In order to improve computational efficiency, an FPN reduces the channel dimensionality, which results in significant loss of channel information as shown in
Figure 1a. The channel dimensions are reduced from 2048, 1024, and 512 to 256. In an attention mechanism, more resources will be invested in the most important feature maps by determining the differences in the importance of each feature map. In squeeze-and-excitation networks (SE-Nets) [
16], each channel is assigned a weight to assist the networks to learn important features. More efficient channel attention networks (ECA-Nets) [
17] improve the SE-Net blocks by obtaining more accurate attention information via one-dimensional convolution layers for consolidating cross-channel information. Then, with the introduction of selective kernel networks (SK-Nets) [
18], the adaptive receptive field sizes of the neurons were achieved through the nonlinear integration of information from multiple kernels. The convolutional block attention module (CBAM) [
19] collects spatial and channel attention information by constructing two submodules. Then, it integrates the information, thereby yielding more comprehensive and reliable attention information. Therefore, inspired by the above-mentioned methods, this study introduced a channel attention module that effectively utilized the channels containing rich channel information.
This study proposed a method named HA-FPN. A transformer feature map fusion method was first proposed to combine feature maps of different scales in various layers. It enabled the model to learn global contextual semantic information. Then, an effective yet simple channel attention module was presented for selecting the key channels. This effectively utilized the channels with rich channel information. It also alleviated the problems of massive channel information losses.

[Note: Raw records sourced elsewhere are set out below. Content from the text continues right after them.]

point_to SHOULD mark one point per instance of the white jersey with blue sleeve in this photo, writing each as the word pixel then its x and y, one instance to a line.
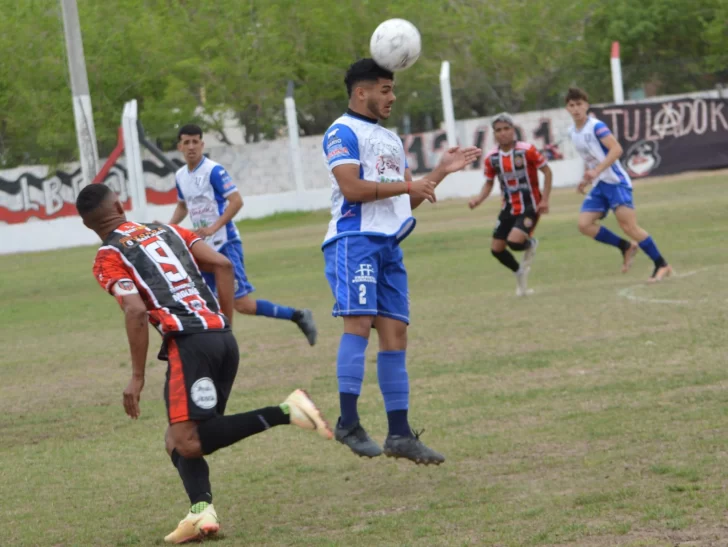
pixel 205 190
pixel 589 146
pixel 379 153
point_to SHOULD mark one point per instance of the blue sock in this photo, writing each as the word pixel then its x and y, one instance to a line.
pixel 350 373
pixel 394 384
pixel 610 238
pixel 269 309
pixel 649 247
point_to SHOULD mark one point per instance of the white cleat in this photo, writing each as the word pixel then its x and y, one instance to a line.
pixel 530 253
pixel 522 282
pixel 304 414
pixel 195 526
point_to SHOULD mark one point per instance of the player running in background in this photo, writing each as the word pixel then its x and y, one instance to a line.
pixel 206 191
pixel 152 270
pixel 373 195
pixel 516 164
pixel 611 187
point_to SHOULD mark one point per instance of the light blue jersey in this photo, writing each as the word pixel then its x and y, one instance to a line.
pixel 364 264
pixel 205 190
pixel 379 153
pixel 589 146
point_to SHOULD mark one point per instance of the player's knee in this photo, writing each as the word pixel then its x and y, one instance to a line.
pixel 183 438
pixel 245 305
pixel 585 226
pixel 189 448
pixel 360 325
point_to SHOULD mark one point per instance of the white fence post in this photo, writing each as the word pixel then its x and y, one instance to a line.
pixel 133 154
pixel 617 86
pixel 82 112
pixel 294 149
pixel 447 107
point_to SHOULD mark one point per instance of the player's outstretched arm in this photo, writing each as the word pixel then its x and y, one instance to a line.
pixel 211 261
pixel 614 152
pixel 359 190
pixel 137 331
pixel 484 193
pixel 454 159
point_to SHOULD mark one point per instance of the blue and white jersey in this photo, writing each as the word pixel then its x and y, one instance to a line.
pixel 379 153
pixel 205 190
pixel 589 146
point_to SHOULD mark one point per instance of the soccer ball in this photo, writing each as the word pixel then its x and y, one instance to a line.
pixel 395 45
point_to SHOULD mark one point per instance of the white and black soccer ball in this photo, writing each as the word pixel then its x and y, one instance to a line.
pixel 395 44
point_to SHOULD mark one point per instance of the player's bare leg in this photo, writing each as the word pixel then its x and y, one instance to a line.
pixel 627 218
pixel 350 373
pixel 590 227
pixel 248 305
pixel 519 240
pixel 402 441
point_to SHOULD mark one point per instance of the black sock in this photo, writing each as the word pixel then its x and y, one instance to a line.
pixel 226 430
pixel 195 475
pixel 506 258
pixel 520 246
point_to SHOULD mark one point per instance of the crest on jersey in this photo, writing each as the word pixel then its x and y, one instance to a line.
pixel 642 158
pixel 204 394
pixel 385 163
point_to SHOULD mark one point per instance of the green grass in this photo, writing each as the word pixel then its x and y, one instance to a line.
pixel 592 413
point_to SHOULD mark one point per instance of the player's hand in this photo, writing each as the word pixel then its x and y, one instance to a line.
pixel 132 394
pixel 423 189
pixel 590 176
pixel 457 158
pixel 205 231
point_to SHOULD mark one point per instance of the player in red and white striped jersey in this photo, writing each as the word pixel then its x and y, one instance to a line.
pixel 153 270
pixel 516 165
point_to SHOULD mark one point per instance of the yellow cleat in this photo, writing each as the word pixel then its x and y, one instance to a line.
pixel 304 414
pixel 195 526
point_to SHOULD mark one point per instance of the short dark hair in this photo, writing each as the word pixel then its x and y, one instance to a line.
pixel 365 70
pixel 576 94
pixel 189 129
pixel 91 197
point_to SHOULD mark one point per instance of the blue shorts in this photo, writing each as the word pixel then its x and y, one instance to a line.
pixel 367 277
pixel 605 196
pixel 234 252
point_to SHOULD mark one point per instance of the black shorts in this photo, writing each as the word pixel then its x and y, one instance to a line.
pixel 525 222
pixel 200 374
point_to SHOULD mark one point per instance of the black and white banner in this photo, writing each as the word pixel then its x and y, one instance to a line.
pixel 669 137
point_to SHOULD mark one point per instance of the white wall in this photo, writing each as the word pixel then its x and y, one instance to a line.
pixel 263 172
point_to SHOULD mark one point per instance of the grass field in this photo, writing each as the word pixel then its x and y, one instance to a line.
pixel 591 413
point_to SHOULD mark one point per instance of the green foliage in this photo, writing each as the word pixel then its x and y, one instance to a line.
pixel 194 60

By replacing the FPN with the HA-FPN in a Faster R-CNN, the proposed model achieved a performance improvement of 1.6 and 1 AP, respectively, when using ResNet-50 and ResNet-101 as backbones. Additionally, using ResNet-50 as an initial network, the proposed HA-FPN improved Faster R-CNN [
20] by 1.5 AP. In addition to two-stage detectors, with minor modifications, the HA-FPN was also successfully applied to one-stage detectors. The results revealed that RetinaNet [
21] was improved by 1.2 AP by replacing the FPN with the HA-FPN. Therefore, the proposed HA-FPN has universality in object detection challenges.
The main contributions of this study can be summarized as follows:
The proposed TFPN could fully utilize multilevel features in the FPN, which captured global scene information;
The proposed CAM could successfully invest more computing resources of the neural networks into the most important channels, which alleviated the problem of massive channel information losses;
This proposed HA-FPN was based on the two contributions mentioned above and was designed to be a simple and generic algorithm that can boost performance detection, while remaining computationally efficient on multiple object detectors.